When we reached the highway, our van was not at the spot where Harsha had asked the driver to park. We thought he might have parked a little ahead or down the road from there and looked for it, but in vain. Harsha had left his cell phone in the van itself so we couldn’t even call the driver. Then Devendra remembered that he had left one of his two mobiles on the dashboard of the van and called his number, but the driver neither picked the call nor disconnected it. We all had even left our wallets in the van thinking we wouldn’t need money at the Ermayi Waterfalls. After waiting for a long time, Jitendra offered to go looking for the driver and van in Ujire hoping that he might be there having lunch. Harsha had forty rupees on him and he gave all of it to Jitendra and he left to Ujire. While we waited there on the sides of the road, some of us ate relentlessly and some shared stories of their life back in city. After so many attempts at communicating with Jitendra, we finally got to know that he found our driver and van, and was coming back. It turned out that the driver was getting a minor service for the van so that there won’t be any problem for our night journey back to Bangalore. Well, after such a suspense-filled tense time, we moved towards Alekan waterfalls.

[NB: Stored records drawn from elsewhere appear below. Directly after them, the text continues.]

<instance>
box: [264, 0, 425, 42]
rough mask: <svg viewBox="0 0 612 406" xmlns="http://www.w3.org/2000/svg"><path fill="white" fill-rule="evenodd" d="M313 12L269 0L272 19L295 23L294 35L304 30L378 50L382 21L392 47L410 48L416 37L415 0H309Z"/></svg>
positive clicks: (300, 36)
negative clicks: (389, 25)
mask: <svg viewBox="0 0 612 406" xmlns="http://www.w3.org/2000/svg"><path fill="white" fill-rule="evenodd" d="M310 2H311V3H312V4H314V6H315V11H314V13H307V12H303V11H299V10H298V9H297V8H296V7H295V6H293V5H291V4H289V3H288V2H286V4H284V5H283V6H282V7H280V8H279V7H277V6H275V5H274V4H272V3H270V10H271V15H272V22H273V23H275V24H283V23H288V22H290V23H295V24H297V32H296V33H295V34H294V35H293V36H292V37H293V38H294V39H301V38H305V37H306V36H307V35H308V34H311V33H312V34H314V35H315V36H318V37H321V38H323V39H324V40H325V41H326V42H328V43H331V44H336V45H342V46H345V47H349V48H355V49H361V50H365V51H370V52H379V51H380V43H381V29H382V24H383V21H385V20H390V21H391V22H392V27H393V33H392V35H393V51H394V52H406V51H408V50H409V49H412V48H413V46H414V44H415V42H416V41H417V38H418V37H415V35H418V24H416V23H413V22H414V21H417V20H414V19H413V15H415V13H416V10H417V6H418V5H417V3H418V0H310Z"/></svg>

You might have passed by Alekan waterfalls while travelling from Charmadi to Kottigehara. This waterfall is in the valley next to the road and gets its name from the Alekan Estate above the road. There is one steep path down to the base of the Alekan waterfall and everybody ventured down to see it from as near as possible, except I and Lavanya as we stayed back by the roadside with our guide of the day, sitting on the high curbs of the road with our legs dangling down to the valley. We, still away from the waterfall could understand when it started raining, but our group near the waterfall couldn’t understand whether it was rain or water droplets splattering from the waterfall! We bought corn cobs from a street vendor and got into our van and rushed to Kottigehara to drop our guide there.
Kottigehara is a junction which connects to Dharmasthala, Belur, Mudigere, Kalasa, Horanadu, Sringeri, Agumbe and Bangalore. Apart from this reason why people actually stop at this junction is to have yummy neeru dose and tenginakaayi chutney (coconut chutney).

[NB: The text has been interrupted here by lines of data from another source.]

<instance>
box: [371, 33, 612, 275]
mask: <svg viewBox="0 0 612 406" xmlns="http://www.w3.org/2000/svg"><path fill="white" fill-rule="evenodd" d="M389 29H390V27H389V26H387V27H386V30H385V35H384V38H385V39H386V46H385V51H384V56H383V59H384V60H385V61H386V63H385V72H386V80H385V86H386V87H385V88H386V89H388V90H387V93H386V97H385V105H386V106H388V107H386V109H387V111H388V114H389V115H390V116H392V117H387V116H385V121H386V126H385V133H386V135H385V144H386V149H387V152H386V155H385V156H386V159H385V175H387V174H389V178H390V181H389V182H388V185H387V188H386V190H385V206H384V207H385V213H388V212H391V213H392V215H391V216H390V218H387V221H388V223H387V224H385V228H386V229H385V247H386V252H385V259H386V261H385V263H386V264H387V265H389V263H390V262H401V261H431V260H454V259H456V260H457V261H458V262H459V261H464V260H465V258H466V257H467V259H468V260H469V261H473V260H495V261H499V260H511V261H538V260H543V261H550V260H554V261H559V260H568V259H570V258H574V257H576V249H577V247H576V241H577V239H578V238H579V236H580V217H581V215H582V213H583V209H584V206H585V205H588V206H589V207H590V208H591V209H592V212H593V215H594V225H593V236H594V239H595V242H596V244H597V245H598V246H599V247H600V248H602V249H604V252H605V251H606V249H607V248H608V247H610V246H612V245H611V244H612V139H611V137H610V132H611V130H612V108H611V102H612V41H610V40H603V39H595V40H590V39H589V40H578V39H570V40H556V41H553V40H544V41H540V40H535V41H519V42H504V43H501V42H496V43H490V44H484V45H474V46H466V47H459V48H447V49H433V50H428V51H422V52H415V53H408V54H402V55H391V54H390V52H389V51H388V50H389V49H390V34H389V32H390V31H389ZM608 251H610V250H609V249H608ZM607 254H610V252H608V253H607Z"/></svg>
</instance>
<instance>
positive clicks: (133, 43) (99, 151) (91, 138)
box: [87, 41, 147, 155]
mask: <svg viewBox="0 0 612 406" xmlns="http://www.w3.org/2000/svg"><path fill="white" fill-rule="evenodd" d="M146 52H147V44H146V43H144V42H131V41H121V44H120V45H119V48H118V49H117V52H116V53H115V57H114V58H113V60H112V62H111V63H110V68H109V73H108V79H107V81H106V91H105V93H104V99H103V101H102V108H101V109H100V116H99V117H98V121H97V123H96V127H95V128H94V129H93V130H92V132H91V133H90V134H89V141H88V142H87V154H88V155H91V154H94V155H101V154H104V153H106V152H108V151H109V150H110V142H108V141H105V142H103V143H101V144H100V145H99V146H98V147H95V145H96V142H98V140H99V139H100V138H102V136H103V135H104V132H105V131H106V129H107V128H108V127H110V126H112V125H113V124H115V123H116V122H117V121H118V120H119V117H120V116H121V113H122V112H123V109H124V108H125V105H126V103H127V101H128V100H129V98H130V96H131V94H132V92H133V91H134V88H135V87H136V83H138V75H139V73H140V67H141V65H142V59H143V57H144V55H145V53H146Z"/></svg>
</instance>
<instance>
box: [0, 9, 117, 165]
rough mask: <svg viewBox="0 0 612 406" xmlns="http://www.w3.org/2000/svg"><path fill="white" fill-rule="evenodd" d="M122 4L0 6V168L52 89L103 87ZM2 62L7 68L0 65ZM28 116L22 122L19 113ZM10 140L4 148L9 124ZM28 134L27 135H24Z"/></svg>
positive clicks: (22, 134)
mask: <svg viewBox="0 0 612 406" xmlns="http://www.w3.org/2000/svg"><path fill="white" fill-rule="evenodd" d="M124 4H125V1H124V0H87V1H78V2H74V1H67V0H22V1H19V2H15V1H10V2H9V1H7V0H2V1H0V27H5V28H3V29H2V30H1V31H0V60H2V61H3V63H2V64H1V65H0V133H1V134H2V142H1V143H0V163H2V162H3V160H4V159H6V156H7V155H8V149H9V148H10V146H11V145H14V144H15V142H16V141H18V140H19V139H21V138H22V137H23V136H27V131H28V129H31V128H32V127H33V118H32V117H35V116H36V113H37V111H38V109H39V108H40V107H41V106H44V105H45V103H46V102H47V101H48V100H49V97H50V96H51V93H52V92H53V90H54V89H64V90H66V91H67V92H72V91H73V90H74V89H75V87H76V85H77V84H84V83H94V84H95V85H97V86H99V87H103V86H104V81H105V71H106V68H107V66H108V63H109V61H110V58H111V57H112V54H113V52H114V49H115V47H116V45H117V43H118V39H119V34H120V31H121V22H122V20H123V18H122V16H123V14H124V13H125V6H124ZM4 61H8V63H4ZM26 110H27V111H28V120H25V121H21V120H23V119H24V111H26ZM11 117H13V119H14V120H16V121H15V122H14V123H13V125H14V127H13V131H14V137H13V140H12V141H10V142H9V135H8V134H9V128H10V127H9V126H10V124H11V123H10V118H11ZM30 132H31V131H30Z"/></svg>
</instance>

We had sumptuous of neeru dose in a hotel and good lemon soda at a random stall. The lady at the shop was telling us about how her toddler son comes to help her only when there are bunch of absolute strangers at the shop so that he can see them at close proximity. Before we could dive into another hotel for more neeru dose, we started towards Bangalore.
We had good dinner at a dhaba on the way to Bangalore. We dozed off after singing random songs and woke up at 3am on Monday in Bangalore. I had told Harsha that I would finish writing about this Charmadi ghat trek to Eri Kallu in 15 days. Reminiscing about the previous two days, I zoomed towards my home in an Ola cab.